Failed my first eJPT attempt after about 3 weeks of prep. I'd done the INE course materials but clearly hadn't built enough hands-on lab time — I was treating it too much like a knowledge exam. Second attempt after 5 more weeks of practice I passed at 84%. If you're studying for the ejpt, the biggest shift for me was moving from passive video watching to active lab work every single session.
The main gaps on my first attempt were network pivoting and post-exploitation. I could identify vulnerabilities fine but chaining steps together under time pressure in an unfamiliar environment was where I fell apart. Between attempts I spent about 60% of my practice time specifically on those scenarios using TryHackMe and HackTheBox beginner paths.
Metasploit fluency matters more than people give it credit for. I'd gotten a bit snobbish about wanting to do things manually but in a timed exam you need to move fast. I spent about 8 hours specifically on Metasploit modules in the two weeks before my second attempt and it made a noticeable difference.
The exam itself is 48 hours with around 20 questions tied to a live lab environment. Don't let the time window make you complacent — I burned most of my first attempt on a rabbit hole. Take notes as you go, document every host you find, and move on when you're stuck for more than 20 minutes.

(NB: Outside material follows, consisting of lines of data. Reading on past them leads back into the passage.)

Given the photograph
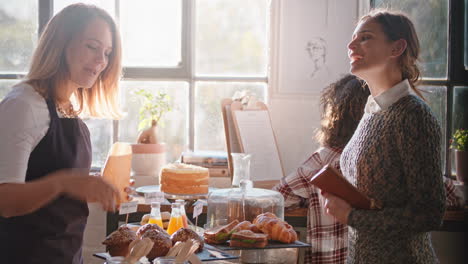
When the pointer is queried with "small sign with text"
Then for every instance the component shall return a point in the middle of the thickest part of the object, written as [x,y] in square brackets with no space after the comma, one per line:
[154,197]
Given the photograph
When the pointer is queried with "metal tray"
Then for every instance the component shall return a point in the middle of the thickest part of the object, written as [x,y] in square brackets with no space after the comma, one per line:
[209,253]
[271,245]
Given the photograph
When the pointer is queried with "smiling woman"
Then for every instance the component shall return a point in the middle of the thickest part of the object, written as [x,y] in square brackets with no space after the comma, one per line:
[46,148]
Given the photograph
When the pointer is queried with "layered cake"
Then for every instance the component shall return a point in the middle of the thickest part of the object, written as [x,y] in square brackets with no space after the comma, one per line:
[180,178]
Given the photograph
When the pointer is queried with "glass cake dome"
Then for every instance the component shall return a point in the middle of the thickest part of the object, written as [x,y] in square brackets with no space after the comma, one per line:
[242,203]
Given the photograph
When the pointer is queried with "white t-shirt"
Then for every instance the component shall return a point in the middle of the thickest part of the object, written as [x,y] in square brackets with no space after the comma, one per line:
[24,119]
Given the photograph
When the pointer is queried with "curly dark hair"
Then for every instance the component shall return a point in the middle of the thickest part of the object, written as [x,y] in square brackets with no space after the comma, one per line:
[342,104]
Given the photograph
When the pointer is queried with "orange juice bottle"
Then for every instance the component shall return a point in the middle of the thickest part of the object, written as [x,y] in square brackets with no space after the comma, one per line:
[175,223]
[182,212]
[155,215]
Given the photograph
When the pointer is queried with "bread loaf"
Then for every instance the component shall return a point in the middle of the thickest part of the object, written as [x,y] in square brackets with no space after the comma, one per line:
[275,228]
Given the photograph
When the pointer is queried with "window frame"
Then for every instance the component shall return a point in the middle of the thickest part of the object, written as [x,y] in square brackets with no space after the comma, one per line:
[457,73]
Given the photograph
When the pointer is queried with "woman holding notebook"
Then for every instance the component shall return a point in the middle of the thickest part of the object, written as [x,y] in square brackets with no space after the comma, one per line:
[342,107]
[394,155]
[45,146]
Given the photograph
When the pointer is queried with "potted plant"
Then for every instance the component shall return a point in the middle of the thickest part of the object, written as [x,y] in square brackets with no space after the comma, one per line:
[459,142]
[149,153]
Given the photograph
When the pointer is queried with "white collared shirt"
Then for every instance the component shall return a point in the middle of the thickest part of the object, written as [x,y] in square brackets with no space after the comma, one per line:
[384,100]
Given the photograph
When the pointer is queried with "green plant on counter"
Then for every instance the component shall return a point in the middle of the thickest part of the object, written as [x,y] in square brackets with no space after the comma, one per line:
[459,140]
[154,106]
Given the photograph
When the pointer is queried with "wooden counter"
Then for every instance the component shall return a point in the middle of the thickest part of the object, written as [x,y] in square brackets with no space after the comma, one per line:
[454,220]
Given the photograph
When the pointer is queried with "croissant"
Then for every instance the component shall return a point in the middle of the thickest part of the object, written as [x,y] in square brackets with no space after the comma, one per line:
[275,228]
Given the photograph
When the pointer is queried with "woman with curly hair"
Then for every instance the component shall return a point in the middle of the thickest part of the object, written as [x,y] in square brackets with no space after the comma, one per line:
[342,105]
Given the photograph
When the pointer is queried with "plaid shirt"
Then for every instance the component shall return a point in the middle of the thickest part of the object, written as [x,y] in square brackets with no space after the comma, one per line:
[327,237]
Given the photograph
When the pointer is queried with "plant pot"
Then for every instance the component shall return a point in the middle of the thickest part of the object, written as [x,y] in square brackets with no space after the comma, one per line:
[147,161]
[461,163]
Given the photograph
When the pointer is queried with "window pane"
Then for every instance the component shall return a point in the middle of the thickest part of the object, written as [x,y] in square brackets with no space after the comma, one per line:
[466,34]
[209,128]
[173,127]
[101,139]
[431,21]
[436,98]
[151,32]
[108,5]
[5,87]
[459,115]
[231,37]
[460,108]
[18,34]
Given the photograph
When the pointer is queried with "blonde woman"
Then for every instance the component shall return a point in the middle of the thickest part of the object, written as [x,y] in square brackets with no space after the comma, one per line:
[394,154]
[45,153]
[342,107]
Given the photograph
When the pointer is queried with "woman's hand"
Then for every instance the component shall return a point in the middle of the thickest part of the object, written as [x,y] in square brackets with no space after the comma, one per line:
[80,185]
[337,207]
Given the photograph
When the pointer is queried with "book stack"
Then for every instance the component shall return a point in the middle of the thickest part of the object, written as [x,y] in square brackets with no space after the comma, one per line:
[215,161]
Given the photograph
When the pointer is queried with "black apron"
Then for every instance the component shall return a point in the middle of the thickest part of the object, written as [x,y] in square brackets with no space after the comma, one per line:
[54,233]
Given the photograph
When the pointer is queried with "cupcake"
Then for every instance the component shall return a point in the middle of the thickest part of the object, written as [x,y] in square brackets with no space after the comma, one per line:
[118,242]
[162,243]
[185,234]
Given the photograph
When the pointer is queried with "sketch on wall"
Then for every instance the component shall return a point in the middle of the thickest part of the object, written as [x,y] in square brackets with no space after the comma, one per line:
[312,49]
[317,52]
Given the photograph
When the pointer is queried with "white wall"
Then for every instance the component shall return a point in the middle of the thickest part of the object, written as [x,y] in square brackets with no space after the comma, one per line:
[295,93]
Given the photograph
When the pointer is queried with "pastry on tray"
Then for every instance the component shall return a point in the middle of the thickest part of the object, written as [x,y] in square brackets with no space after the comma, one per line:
[165,216]
[248,239]
[144,228]
[275,228]
[185,234]
[220,234]
[162,243]
[118,242]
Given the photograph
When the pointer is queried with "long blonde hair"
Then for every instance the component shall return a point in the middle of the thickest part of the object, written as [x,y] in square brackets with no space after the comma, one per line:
[49,68]
[397,25]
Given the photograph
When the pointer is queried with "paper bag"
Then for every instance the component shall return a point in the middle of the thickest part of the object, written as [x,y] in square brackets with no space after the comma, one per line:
[116,170]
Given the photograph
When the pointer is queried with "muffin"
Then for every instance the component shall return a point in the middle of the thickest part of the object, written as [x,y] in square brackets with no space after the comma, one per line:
[185,234]
[144,228]
[118,242]
[162,243]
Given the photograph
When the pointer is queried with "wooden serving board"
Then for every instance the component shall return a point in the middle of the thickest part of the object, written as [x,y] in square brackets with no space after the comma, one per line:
[209,253]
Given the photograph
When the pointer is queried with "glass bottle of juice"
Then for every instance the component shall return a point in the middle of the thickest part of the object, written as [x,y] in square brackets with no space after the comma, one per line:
[155,215]
[175,223]
[182,212]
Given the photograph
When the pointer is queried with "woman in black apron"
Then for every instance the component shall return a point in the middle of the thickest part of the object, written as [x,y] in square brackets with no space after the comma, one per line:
[44,210]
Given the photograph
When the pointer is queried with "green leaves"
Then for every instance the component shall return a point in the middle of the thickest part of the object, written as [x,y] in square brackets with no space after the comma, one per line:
[460,140]
[154,106]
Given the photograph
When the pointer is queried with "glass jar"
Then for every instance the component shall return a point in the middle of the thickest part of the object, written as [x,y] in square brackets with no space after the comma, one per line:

The INE course is good but not sufficient on its own for the lab sections. TryHackMe's Jr Penetration Tester path is probably the best supplemental resource — the rooms map closely to what the exam actually tests.
Note-taking is underrated. I used a simple markdown file to track IP addresses, open ports, and credentials as I found them. With 15-20 hosts in the lab it's easy to lose track of what you've already checked.
The pivot and post-exploitation gap is super common on first attempts. I failed mine for exactly the same reason — could enumerate fine but lost time when I needed to move laterally between network segments. Second attempt passed at 79% after specifically grinding those skills for 3 weeks.
Metasploit advice is spot on. There's a contingent in the community that treats using it as cheating but on a certification exam it's the right call. Know your modules, know your options, move fast.
Also: revert your machines if something starts acting weird. Don't waste an hour debugging a misconfigured exploit when a revert fixes it in 2 minutes.